Мумма также держалась запросто, словно недопонимала, к какой высокородной особе попала. Больше почтения отдавала Эмма и, оглядев опочивальню, спросила, где же будут они с девочкой спать. Ей еще трудно было понять, что в аббатстве не принято всем спать скопом, недоуменно пожимала плечами. Но что ее поразило, так это обилие тканей, какие тут же стала доставать из сундуков королева. Ничего подобного в арденнской глуши и представить не могли. У Эммы тоже невольно забилось сердце. Золотой алтабас, узорчатая парча, мягкий бархат, слабо мерцающий шелк.
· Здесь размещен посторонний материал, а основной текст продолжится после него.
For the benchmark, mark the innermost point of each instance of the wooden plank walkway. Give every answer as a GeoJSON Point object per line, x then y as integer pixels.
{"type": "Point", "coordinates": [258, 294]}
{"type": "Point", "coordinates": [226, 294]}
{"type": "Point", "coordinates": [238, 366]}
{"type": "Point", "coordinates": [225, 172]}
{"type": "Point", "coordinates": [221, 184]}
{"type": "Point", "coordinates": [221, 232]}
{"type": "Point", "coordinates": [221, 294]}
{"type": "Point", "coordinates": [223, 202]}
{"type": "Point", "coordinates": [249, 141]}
И всевозможные прикрасы – пряжки, фибулы, тесьма, бахрома, меховые горжетки. Дыхание перехватывало от подобного великолепия. Как же долго она была лишена всего этого!
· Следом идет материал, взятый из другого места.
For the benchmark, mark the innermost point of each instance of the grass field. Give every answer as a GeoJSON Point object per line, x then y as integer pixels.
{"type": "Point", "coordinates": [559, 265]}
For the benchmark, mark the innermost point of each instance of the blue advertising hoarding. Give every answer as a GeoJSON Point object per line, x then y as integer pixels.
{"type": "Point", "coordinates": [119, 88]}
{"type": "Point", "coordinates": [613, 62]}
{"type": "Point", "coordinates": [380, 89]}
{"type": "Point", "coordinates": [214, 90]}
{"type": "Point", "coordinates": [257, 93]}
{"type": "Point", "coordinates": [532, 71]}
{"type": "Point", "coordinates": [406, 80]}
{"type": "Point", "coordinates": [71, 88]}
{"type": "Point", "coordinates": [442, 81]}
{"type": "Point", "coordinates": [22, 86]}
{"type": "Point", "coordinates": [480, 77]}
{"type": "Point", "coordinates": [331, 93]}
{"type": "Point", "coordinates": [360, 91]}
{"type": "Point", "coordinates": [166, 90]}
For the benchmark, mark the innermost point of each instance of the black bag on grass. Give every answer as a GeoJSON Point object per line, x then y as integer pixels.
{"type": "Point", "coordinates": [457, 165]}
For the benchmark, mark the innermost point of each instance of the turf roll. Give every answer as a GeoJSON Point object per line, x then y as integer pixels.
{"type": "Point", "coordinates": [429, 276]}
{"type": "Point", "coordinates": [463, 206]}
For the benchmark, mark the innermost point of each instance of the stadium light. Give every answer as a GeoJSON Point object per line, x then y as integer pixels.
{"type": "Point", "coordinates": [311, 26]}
В Эмме опять стало оживать желание быть прекрасной, обворожительной, восхитительной. Невольно развеселилась, разглядывала предоставленное в ее распоряжение богатство. Чувствовала, что для Этгивы все это – просто игра, возможность развлечься. И ничего не имела против. Но все же осмелилась сделать несколько замечаний, стремясь проявить собственный вкус. У Этгивы было явное пристрастие к ярким, кричащим тканям самых немыслимых расцветок и цветосочетаний. Эмма же знала, что ее внешность сама по себе достаточно выразительна, чтобы не переусердствовать в излишней пышности и не затмить свою природную красоту, а лишь подчеркнуть. Поэтому мягко сдерживала пыл королевы, стремясь полагаться на свой вкус. Однако до чего же было упоительно вновь выбирать, наслаждаться, испытывать радостное возбуждение от предоставленного в ее распоряжение. Она стала радостно смеяться, облекая себя в нежно-шафрановый шелк, накидывая на плечи серебристые ткани с ворсом.
Служанки и портнихи так и вились вокруг нее. Этгива следила за всем с видом знатока. Давала советы, к которым Эмма не могла не прислушиваться. Широкие рукава уже не в моде, зато шьют их гораздо длиннее, почти до пальцев, и поверх надевают золотые браслеты. Да и широкий покрой теперь более годится для пожилых матрон, а молодым дамам принято носить более приталенные фасоны, что позволяет подчеркивать грудь, изящество стана, а пояса сейчас положено опускать на бедра и завязывать узлом впереди, немного ниже живота, но так, чтобы непременно спускались длинные концы. Эмма с жадностью вникала во все эти новшества, хотя порой смущалась, когда Этгива приходила в ужас при виде ее огрубевших от работы рук или с интересом разглядывала шрам на ее груди. Но в основном юная королева продолжала беспечно болтать, и вид у нее был словно у девочки, получившей новую куклу.
– Мы с вами произведем фурор, герцогиня. И супругу моему придется считаться, что именно я нашла вас и наследницу Лотарингии.
Наследница же Лотарингии, наевшись сладких булочек и измазавшись кремом, начинала уже дремать. В Арденнах не было принято засиживаться допоздна. Здесь же Эмме даже не позволили самой помыть и уложить спать дочь.
– Бог мой, мадам! Вам надо привыкать, что эта забота отныне ляжет на слуг. Или хотя бы на эту вашу девку. А сейчас вы расскажете мне все-все о себе.
«Все-все» Эмма рассказывать не собиралась. Ограничилась лишь кратким повествованием, как жила в лесу. Этгива начала болтать сама, о себе, о последних интригах. Эмма поневоле прислушивалась. В цветастом потоке речей королевы улавливала то, что могло ее заинтересовать. Выходит, Карл уже во всеуслышание объявил ее своей племянницей, отстаивает права ее дочери на наследство, даже в Лотарингию прибыл именно за этим. На Рождество у них запланирована новая присяга от Ренье, на которой будет присутствовать почти вся лотарингская знать, дабы убедиться о влиянии Каролинга на их земли. К тому же теперь, когда нашлась дочь Ренье, наверное, состоится и обручение Адели с сыном графа Верденского. О, мадам помнит его? Да, конечно, Рикуин – достойный феодал, с которым считаются в Лотарингии. Не менее, чем с сыном Длинной Шеи – Гизельбертом.